If it was graded right. Lightweight aggregate (expanded shale), is not easy to get, much less request graded for a small, small amount. The product branded as Maximizer does use lightweight aggregate, but it is graded for concrete, i.e. fines to 3/8". I have some ground somewhere in the yard, I will see if I can find the chunk.


----------



## Tscarborough (Feb 25, 2006)

Nope, can't find it in the dark. It doesn't look right for the bigger agg anyway, it is "ringed" when ground.


----------



## concretemasonry (Dec 1, 2006)

If you have a source for expanded clay or shale, try to find an uncrushed natural fines aggregate (rounded) that is clean or could be washed more for casting. It is tough to find to find and is costly, but the amount needed is really pretty small and not a major cost factor, and the use can be learned.

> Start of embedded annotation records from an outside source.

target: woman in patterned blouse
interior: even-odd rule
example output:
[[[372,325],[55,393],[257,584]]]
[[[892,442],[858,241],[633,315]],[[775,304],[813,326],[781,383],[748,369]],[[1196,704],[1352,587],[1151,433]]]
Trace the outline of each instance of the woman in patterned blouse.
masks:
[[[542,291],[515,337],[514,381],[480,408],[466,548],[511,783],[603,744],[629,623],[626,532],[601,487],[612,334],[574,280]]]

I have found this at the plants from the old (epanded rotary kiln shale ot clay) Arkalite and Gravelite plants near West Baton Rouge, LA and West Memphis, AR (now probably Olcastle plants now) a number of years ago. Very good, but saturate it in water for a day or two before using because the absorption is very low and very sloooow. It is rounded, so it can pull out easily, but is great when bonded into the matrix before grinding.


----------



## CONCRETE MIKE (Jan 11, 2010)

jgray152 said:


> has anyone ever attempted to use pea stone crushed granite with concrete to make a faux granite step or walkway?
> 
> I am in the process of making some samples for practice and so far i am running into a few issues.
> 
> ...


use expose on the surface of the concrete, cover with 6 mill plastic and wash off with water, use floor broom that will expose the surface easy. Ask the cement supplier if the have type i or type iii cement , that concrete is usually white, but type iii goes very fast (astm c 150). The gray or tan color of ordinary portland cements depends mosty on the amount of iron in the cement. White portland cement is made with selected raw materials containing very little iron or manganese oxides-the substances that give the typical gray color. Hope this helps


----------



## Tscarborough (Feb 25, 2006)

I was in Marble Falls today and got a (crappy) phone pic of the granite I was trying to emulate:


----------



## Tscarborough (Feb 25, 2006)

The sample:


----------



## Ohio Mason (Dec 22, 2009)

*advise*

hi I do terrazzo for a living, and what your trying to do is making a piece of precast terrazzo. With that being said you can only come close to looking like granite, because granite doesn't have a binder like cement or epoxy your not going to get it as tight looking, you can come close by using a range of sizes in your pour. Smaller chips fill voids between larger chips making it look tighter. Also matching cement color to the chips will make it look tighter. If you want to match the color above, I would add some black color to the terra cotta, a little black goes far, be careful. The mix should be 1.5 to 1.75 parts chips to 1 part cement, you can add acryl but you don't need it. after you pour it in your form let it get firm but not hard, you need to sprinkle more chips on top, an even thin layer. Punch the chips into the cement and trowel smooth. you need be sure the top is flat, no dips. Let it set til it gets a little harder, take a wet sponge and dab off the cement on top, and close it back up with your trowel. any dips in the top means more grinding so the better the job you do the easier it is later. Cover with plastic for a day, uncover, wet it and wait one more day to grind. You really need to give cement 2 days to cure to grind. Adding calcium isn't going to give you a better job so why do it. for the face I would cut it on a saw to give a clean straight square front. grout the pin holes with straight cement and acryl polish the next day an seal with a solvent based sealer. Good luck


----------



## jgray152 (Oct 4, 2009)

Wow Thanks for the information folks! :thumbup:

Once the warmer weather comes around I will start up on this again.


----------